Congress in 2005 restricted companies from paying executive retention bonuses in Chapter 11, prompting companies to pay such awards before filing bankruptcy. There have been calls to curb such pre-bankruptcy bonuses in recent years. In 2021, the Government Accountability Office recommended that Congress require court oversight of executive retention bonuses after more than two hundred executives received around $165 million before their companies filed for bankruptcy.
Disputes over executive pay in bankruptcy court can become particularly heated when a labor union is involved, said Jared Ellias, a Harvard Law School professor who has researched Chapter 11 bonuses. “Given what’s gone on here, I can see why they paid out the bonuses before filing,” Ellias said by phone. Usually, they’re paid without controversy, with court permission, after a liquidation is complete, he said.
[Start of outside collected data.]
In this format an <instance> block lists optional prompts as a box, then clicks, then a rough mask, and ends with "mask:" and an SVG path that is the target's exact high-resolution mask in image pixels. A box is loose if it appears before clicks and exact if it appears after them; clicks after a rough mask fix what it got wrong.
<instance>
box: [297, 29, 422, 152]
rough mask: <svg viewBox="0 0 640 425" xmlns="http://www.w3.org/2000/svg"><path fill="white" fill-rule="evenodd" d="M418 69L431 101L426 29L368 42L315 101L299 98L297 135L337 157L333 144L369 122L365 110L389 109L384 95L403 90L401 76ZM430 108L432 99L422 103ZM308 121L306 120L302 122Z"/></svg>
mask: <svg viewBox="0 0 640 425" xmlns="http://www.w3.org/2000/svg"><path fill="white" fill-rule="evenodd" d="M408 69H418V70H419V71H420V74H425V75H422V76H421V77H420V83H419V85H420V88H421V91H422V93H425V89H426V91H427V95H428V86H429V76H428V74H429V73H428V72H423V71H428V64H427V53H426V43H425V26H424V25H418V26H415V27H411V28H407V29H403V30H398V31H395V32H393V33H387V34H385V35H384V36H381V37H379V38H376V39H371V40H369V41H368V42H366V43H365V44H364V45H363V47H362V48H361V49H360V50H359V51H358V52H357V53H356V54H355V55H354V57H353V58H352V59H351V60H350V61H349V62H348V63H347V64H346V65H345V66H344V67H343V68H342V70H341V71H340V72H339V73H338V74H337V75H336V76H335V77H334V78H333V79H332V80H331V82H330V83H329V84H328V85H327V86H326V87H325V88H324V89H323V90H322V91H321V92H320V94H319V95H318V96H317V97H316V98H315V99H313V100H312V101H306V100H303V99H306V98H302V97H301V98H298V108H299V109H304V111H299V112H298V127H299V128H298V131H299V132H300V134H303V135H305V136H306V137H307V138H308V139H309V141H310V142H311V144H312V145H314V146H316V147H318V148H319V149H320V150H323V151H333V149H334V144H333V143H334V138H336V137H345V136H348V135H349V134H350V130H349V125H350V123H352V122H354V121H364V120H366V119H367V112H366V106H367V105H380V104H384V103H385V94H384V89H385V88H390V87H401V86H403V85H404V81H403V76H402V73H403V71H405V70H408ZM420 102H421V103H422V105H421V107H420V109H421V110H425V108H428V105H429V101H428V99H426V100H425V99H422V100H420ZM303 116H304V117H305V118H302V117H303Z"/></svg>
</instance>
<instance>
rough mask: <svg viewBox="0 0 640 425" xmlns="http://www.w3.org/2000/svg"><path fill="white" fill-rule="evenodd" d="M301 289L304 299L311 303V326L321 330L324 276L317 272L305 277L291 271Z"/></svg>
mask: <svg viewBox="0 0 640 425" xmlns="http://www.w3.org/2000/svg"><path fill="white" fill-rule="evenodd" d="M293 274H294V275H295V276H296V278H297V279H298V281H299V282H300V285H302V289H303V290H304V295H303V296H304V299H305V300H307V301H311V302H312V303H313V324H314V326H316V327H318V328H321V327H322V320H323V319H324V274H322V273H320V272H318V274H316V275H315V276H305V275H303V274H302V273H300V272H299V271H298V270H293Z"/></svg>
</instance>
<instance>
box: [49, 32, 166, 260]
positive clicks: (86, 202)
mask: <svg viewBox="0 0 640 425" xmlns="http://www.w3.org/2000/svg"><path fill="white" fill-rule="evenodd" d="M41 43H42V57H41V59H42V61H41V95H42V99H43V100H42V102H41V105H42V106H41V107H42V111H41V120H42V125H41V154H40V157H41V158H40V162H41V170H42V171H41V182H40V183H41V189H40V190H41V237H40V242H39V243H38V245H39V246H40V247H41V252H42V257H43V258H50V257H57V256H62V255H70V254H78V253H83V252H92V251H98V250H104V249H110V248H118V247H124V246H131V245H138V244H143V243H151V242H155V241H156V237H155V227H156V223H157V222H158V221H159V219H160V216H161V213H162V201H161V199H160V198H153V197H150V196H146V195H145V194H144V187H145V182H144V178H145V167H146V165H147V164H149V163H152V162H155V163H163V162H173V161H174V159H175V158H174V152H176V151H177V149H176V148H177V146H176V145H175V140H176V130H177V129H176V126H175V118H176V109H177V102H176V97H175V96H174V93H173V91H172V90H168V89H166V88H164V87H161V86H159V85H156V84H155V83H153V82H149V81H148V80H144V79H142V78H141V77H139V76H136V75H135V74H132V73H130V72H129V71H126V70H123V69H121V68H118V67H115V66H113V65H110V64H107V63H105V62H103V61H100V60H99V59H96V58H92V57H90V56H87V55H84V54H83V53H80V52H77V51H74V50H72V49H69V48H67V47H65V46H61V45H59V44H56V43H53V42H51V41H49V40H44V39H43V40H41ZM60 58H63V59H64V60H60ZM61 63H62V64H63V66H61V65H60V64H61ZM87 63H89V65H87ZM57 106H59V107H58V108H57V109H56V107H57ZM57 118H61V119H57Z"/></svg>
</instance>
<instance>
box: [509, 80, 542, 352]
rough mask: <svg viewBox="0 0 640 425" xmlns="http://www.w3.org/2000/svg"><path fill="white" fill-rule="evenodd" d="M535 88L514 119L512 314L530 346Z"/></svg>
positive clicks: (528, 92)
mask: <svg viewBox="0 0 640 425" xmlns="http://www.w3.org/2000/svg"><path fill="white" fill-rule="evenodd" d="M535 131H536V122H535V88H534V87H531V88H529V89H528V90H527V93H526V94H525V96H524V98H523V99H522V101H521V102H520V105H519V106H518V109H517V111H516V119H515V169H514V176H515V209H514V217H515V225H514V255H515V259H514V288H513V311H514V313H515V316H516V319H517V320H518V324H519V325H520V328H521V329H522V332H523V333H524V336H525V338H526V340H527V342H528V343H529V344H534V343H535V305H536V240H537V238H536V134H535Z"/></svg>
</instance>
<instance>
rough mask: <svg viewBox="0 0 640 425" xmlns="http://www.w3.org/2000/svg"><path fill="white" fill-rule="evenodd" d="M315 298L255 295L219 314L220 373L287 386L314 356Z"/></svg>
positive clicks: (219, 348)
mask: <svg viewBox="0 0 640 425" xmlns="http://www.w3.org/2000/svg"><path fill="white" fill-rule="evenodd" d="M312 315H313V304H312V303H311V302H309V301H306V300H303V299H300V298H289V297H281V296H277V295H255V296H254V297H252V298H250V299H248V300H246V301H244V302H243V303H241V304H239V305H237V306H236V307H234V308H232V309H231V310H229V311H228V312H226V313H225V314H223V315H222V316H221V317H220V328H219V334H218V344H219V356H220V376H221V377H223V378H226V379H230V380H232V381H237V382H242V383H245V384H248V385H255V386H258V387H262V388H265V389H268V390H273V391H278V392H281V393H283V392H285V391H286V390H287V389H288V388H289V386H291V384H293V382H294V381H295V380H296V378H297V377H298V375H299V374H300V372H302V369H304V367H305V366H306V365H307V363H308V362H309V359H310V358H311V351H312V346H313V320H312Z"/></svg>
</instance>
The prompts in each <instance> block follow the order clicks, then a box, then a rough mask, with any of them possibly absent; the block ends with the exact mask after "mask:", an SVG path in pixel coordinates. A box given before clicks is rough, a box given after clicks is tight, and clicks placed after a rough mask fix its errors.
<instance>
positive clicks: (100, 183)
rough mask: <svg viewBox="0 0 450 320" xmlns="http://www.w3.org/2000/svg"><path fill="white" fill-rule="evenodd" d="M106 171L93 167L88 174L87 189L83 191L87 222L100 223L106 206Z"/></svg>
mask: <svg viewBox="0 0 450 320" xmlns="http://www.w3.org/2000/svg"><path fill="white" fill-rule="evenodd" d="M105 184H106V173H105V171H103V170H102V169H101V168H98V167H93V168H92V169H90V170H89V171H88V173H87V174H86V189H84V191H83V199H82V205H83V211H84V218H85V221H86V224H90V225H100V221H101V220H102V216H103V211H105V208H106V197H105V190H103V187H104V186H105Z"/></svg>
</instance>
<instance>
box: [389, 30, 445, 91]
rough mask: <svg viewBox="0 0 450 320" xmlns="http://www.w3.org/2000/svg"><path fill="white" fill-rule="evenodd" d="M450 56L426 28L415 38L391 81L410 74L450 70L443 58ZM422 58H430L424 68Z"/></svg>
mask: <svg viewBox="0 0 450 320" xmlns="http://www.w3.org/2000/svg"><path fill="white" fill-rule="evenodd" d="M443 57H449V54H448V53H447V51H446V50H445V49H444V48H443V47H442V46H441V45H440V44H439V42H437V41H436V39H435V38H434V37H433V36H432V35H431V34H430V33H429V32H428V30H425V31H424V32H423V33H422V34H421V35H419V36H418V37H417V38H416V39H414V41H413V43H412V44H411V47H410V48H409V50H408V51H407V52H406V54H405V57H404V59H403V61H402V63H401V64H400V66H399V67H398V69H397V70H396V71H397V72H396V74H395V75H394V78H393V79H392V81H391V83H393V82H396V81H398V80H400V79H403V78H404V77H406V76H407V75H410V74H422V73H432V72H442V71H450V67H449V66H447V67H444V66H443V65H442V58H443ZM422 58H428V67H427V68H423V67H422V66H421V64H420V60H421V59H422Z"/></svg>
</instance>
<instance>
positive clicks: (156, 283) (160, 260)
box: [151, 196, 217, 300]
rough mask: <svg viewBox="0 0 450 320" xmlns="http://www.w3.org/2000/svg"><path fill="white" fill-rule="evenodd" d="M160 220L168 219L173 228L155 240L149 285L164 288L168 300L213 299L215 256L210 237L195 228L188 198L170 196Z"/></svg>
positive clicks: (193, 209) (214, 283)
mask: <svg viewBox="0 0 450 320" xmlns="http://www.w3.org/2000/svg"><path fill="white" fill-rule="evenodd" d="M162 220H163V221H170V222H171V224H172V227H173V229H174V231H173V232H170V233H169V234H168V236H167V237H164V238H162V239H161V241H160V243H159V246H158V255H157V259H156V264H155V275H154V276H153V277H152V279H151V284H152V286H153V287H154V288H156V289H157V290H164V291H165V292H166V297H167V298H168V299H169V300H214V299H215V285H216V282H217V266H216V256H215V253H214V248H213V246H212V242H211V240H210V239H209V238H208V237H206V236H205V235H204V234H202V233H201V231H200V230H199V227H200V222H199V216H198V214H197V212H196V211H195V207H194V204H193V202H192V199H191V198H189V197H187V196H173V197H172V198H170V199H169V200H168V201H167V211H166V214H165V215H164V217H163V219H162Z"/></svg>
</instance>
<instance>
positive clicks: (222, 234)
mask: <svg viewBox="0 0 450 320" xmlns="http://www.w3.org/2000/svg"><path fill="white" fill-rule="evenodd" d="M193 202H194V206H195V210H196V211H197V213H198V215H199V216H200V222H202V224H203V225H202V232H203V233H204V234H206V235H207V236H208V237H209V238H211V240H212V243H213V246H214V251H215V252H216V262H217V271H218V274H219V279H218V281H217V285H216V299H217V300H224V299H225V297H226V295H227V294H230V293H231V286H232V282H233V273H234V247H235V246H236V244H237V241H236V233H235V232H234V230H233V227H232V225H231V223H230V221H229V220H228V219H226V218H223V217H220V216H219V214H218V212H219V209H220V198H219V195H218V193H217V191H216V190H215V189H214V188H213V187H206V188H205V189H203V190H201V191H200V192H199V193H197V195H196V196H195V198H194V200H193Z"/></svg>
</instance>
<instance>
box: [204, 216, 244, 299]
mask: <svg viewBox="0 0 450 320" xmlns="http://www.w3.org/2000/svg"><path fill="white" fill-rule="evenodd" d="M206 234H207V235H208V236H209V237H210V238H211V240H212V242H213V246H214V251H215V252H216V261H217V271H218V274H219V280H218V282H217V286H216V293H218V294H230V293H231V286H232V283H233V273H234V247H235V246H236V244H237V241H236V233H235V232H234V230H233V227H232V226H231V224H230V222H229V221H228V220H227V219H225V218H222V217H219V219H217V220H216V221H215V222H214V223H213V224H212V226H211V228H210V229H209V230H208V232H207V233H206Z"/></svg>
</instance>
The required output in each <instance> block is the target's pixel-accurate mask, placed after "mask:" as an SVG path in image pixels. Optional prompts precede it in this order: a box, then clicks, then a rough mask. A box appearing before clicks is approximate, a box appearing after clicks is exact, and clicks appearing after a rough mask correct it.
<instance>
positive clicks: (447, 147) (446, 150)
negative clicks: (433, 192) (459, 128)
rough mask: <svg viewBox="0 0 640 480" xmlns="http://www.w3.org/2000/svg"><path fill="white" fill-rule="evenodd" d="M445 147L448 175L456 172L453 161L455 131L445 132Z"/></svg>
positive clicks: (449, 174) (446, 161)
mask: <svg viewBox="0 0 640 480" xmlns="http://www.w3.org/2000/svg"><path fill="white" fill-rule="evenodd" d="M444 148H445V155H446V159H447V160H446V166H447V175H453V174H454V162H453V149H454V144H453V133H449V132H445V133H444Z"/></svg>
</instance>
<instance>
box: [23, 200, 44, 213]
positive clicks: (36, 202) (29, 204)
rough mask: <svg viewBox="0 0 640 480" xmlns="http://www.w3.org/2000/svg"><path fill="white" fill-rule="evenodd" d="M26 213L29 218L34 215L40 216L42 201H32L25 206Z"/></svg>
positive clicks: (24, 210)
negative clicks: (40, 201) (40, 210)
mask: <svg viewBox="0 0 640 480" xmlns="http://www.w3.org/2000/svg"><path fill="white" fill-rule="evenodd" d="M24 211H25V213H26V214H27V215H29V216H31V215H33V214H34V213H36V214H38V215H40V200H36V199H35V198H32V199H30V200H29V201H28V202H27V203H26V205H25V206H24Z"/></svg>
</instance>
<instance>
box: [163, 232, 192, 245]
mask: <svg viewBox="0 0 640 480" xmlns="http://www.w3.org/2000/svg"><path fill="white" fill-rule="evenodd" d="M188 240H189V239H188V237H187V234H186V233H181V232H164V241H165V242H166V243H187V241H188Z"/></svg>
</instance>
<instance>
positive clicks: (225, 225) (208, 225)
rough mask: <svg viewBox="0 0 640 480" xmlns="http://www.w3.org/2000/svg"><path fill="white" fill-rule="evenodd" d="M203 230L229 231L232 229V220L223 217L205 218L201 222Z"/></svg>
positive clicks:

Yellow filed bankruptcy on August 6 with $1.2 billion in long-term debt, including a roughly $700 million US government pandemic rescue loan, debt the company said it expects to repay in-full. The shutdown will ultimately leave Yellow’s roughly 30,000 employees jobless, according to a prior company statement.
But the liquidation, now in full swing, has fostered heated competition from lenders and rival trucking companies that see value in Yellow’s assets. Lenders led by Apollo Global Management initially offered to finance the company’s wind-down, a proposal that was eventually supplanted by a better deal with Ken Griffin’s Citadel and hedge fund MFN Partners LP. Since then, Estes Express Lines and Old Dominion Freight Line Inc. have bid against each other for Yellow’s trucking terminals, with Estes most recently offering $1.525 billion.
The case is Yellow Corp. 23-11069, US Bankruptcy Court for the District of Delaware (Wilmington).